Keeping government money at home in the NWT by making it stick
to Indigenous businesses, communities and people

It had all the makings of a great success story, shining proof that government was actually living up to decades of its own earnest promises to include First Nations in the NWT’s economy. Instead, awarding a 10-kilometre road repair contract turned into a botched opportunity and a blizzard of protest that showed just how inflexible and uninformed the NWT Government is when it comes to making sensible, if not obligatory, spending decisions. The government is “systematically discriminating against Tłı˛cho˛ people,” Grand Chief George Mackenzie said amongst other strongly worded statements in mid-July when his government’s company, Tłı˛cho˛ Engineering & Environmental, lost its $3.498 million bid to rebuild the access road connecting the Tłı˛cho˛ community of Behchoko to Highway 3. The contract was awarded instead to RTL-Robinson Enterprise’s bid of $3.417 million – a mere $88,000 difference. (The 50-year old NWT firm is locally controlled but is one of several companies in the United States-based company Keenan Advantage Group.) “This is our road.
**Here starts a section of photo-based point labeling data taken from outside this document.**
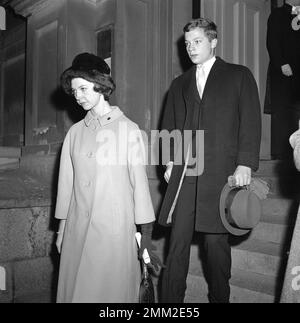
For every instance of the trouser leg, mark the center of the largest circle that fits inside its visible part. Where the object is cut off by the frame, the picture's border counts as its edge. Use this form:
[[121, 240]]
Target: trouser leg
[[177, 263], [218, 266]]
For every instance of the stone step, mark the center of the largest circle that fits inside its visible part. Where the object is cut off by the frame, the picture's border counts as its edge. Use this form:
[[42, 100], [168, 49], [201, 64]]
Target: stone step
[[7, 163], [271, 232], [245, 288], [251, 255], [284, 186], [275, 168], [259, 257], [279, 209], [10, 152]]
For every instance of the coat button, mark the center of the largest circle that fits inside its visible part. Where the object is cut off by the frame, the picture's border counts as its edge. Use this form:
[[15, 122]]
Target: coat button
[[88, 184]]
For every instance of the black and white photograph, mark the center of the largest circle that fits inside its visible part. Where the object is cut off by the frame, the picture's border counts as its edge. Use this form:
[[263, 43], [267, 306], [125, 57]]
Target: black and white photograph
[[149, 154]]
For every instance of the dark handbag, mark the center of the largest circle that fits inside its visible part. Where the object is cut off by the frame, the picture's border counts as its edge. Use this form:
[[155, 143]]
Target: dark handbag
[[146, 294]]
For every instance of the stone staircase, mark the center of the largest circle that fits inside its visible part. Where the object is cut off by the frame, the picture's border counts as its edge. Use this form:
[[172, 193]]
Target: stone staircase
[[258, 258], [9, 157]]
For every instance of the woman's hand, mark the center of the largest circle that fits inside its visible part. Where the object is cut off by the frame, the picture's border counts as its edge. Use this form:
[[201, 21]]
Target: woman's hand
[[242, 175], [60, 235], [59, 241]]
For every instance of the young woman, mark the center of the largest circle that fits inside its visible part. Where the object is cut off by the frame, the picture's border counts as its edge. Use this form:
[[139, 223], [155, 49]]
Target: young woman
[[103, 194]]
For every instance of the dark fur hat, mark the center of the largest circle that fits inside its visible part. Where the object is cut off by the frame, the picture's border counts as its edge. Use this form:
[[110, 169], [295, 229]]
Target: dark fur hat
[[91, 68]]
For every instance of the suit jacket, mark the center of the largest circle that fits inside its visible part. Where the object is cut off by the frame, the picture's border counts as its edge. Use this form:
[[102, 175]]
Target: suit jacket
[[283, 44], [229, 113]]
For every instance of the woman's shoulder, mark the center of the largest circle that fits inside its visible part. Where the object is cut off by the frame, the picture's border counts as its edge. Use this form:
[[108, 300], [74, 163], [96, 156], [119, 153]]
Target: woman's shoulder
[[75, 127], [130, 123]]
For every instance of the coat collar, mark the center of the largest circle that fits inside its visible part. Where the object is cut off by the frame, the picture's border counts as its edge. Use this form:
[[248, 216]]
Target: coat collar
[[91, 119], [190, 91]]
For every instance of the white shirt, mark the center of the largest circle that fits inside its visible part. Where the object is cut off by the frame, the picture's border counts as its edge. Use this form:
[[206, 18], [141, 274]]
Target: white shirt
[[206, 67]]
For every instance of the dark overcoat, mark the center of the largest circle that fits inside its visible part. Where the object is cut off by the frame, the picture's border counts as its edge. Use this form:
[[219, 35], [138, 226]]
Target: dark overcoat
[[229, 113]]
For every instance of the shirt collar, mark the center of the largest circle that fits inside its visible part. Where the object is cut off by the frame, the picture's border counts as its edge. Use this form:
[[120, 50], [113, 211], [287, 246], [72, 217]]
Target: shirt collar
[[110, 117], [208, 65]]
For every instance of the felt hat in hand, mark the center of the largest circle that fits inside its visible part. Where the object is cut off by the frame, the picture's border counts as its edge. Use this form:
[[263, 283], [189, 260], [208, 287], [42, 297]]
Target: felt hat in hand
[[240, 209]]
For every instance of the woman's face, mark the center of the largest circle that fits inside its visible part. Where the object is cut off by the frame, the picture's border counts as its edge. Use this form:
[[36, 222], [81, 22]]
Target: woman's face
[[85, 94]]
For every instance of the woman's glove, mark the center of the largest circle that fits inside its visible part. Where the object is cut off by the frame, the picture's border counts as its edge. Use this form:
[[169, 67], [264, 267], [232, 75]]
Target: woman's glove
[[146, 243]]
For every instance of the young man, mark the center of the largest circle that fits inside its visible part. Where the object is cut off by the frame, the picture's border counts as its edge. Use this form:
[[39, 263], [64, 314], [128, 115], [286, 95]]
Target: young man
[[283, 43], [222, 100]]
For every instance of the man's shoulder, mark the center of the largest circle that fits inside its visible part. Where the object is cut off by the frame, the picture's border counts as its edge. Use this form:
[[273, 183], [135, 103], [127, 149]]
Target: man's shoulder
[[278, 13], [182, 77], [236, 68]]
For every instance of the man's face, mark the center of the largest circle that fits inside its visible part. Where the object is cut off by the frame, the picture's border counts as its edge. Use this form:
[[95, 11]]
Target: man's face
[[198, 46], [294, 2]]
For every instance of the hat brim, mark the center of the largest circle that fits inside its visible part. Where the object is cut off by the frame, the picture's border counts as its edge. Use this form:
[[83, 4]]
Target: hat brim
[[222, 205]]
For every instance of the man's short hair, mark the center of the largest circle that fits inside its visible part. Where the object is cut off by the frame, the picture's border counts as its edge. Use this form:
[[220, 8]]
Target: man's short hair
[[209, 27]]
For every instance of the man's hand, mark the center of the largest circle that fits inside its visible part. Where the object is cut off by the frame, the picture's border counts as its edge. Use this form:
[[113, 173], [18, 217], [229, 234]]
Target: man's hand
[[59, 242], [242, 175], [286, 70], [168, 172]]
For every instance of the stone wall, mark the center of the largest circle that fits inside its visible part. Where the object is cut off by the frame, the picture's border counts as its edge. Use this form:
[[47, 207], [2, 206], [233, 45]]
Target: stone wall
[[27, 251]]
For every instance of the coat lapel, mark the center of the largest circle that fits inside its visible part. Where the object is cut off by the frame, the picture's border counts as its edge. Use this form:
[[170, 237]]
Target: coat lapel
[[191, 96], [212, 80]]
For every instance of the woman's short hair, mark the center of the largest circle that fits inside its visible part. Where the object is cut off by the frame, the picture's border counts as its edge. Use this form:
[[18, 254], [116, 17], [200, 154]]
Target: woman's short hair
[[209, 27], [91, 68]]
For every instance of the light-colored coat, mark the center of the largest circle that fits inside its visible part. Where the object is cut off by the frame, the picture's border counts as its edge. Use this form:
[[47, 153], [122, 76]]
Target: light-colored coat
[[103, 193]]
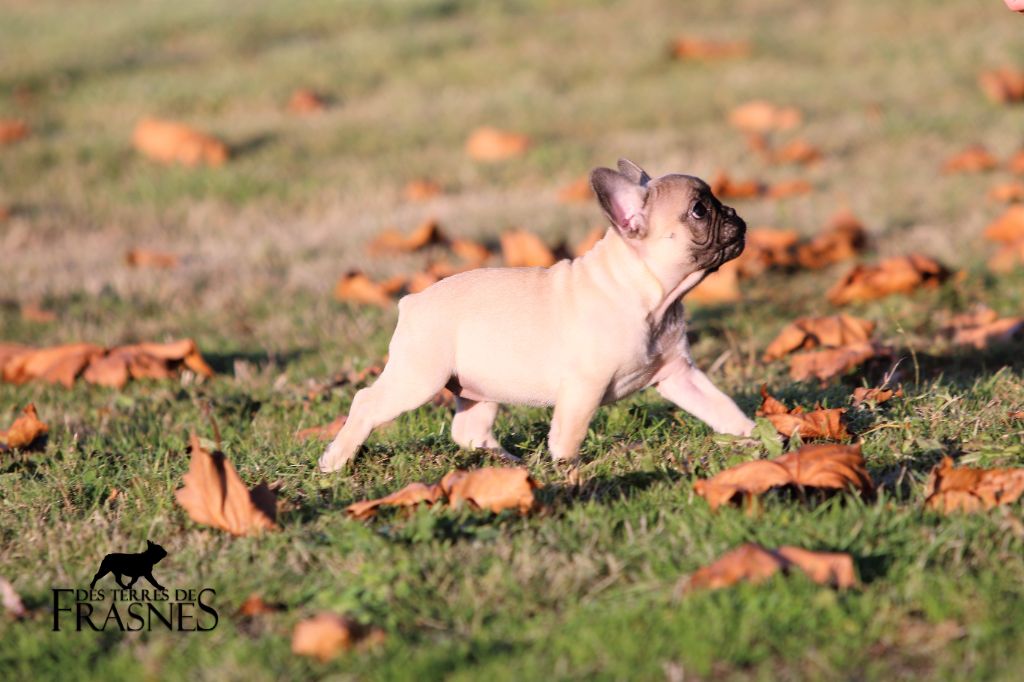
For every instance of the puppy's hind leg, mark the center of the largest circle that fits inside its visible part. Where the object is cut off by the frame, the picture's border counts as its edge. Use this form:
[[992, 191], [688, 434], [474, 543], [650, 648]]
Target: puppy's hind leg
[[472, 426]]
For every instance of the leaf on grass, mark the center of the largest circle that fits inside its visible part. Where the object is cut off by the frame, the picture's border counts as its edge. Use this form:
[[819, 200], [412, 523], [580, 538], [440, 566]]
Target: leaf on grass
[[982, 327], [304, 100], [214, 495], [893, 275], [326, 635], [150, 258], [25, 431], [969, 489], [12, 130], [818, 423], [428, 232], [824, 365], [523, 249], [822, 467], [974, 159], [169, 141], [421, 190], [492, 488], [807, 333], [491, 144], [701, 49], [355, 287], [1003, 86], [760, 116], [753, 563]]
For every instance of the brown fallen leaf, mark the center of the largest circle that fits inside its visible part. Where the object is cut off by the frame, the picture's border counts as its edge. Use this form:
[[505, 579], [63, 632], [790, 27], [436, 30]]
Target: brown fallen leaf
[[760, 116], [821, 467], [428, 232], [148, 258], [982, 327], [823, 365], [12, 130], [304, 100], [355, 287], [421, 190], [701, 49], [489, 144], [818, 423], [169, 141], [965, 488], [753, 563], [975, 159], [326, 635], [1003, 86], [492, 488], [25, 431], [214, 495], [807, 333], [893, 275], [576, 192], [876, 395], [523, 249]]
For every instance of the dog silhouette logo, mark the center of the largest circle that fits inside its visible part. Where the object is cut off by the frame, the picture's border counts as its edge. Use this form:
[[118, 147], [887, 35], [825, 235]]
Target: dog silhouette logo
[[132, 565]]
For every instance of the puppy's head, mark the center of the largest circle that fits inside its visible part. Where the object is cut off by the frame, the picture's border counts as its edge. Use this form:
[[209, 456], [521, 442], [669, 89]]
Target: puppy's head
[[674, 217]]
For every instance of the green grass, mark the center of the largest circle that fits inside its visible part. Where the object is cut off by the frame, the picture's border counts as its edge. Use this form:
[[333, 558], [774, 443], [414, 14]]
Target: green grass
[[588, 589]]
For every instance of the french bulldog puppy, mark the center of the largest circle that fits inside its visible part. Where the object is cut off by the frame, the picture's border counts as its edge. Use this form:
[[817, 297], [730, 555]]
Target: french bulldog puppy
[[578, 335]]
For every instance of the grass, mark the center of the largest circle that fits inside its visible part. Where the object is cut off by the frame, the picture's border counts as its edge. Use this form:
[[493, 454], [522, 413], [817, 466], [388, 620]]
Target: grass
[[589, 588]]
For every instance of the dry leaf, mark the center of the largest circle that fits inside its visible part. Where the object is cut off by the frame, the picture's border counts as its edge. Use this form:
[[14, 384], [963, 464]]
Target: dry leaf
[[148, 258], [818, 423], [169, 141], [325, 432], [974, 159], [305, 100], [523, 249], [965, 488], [1003, 86], [354, 287], [824, 467], [807, 333], [893, 275], [491, 144], [753, 563], [12, 130], [760, 116], [25, 430], [326, 635], [421, 190], [824, 365], [214, 495], [700, 49], [428, 232]]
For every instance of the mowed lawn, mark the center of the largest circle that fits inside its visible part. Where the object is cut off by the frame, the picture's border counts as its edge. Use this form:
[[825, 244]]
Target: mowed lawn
[[588, 588]]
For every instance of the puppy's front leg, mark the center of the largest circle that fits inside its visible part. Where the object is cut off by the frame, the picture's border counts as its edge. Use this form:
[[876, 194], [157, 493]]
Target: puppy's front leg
[[574, 407], [690, 388]]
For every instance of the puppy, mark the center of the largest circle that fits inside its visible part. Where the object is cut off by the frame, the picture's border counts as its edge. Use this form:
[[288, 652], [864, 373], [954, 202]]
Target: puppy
[[578, 335]]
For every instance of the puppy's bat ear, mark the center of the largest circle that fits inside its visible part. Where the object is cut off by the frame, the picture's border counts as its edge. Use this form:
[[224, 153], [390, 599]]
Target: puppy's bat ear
[[634, 172], [623, 201]]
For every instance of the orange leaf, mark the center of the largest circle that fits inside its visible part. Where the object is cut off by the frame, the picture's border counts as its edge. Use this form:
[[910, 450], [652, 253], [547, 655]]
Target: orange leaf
[[491, 144], [169, 141], [214, 495], [523, 249], [357, 288], [893, 275], [974, 159], [965, 488], [25, 430], [326, 635]]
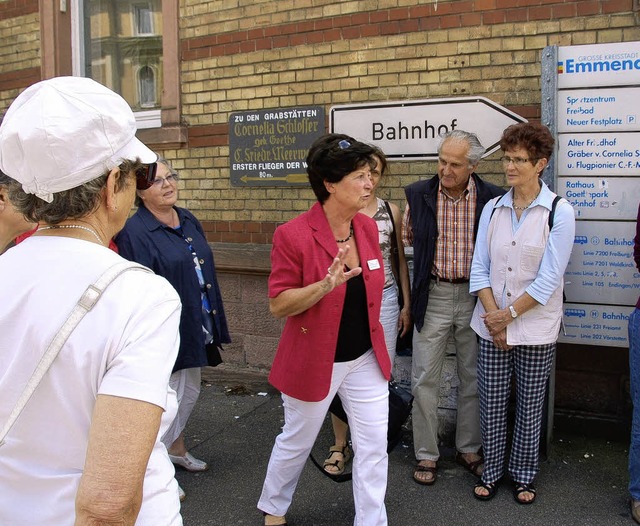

The Premier still chose not to work with us and refused to negotiate a contract,” Mackenzie told CBC Radio, after months of discussion about steering the work to the Tłı˛cho˛. “Our Tłı˛cho˛ Agreement has commitments from GNWT to help people become self-sufficient, but the actions of the GNWT are working against us.” Clearly embarrassed, GNWT called RTL and Tłı˛cho˛ leadership to see if there could be a way to salvage the fumble. It was grateful to get RTL’s commitment that it would ensure 25 percent of the jobs – about a dozen over three months – will go to Tłı˛cho˛ workers. (The original tender call did not require bidders to include any such local content.) “We were happy to work with Tłı˛cho˛ on the project,” said RTL Construction’s Project Manager, Barry Henkel, in an email. “Throughout this summer’s construction projects we had already been employing Tłı˛cho˛ citizens…with or without the GNWT involvement on this project our plans were always to approach Tłı˛cho˛ Investment Corporation to hire as many people living in Behchoko as we could.”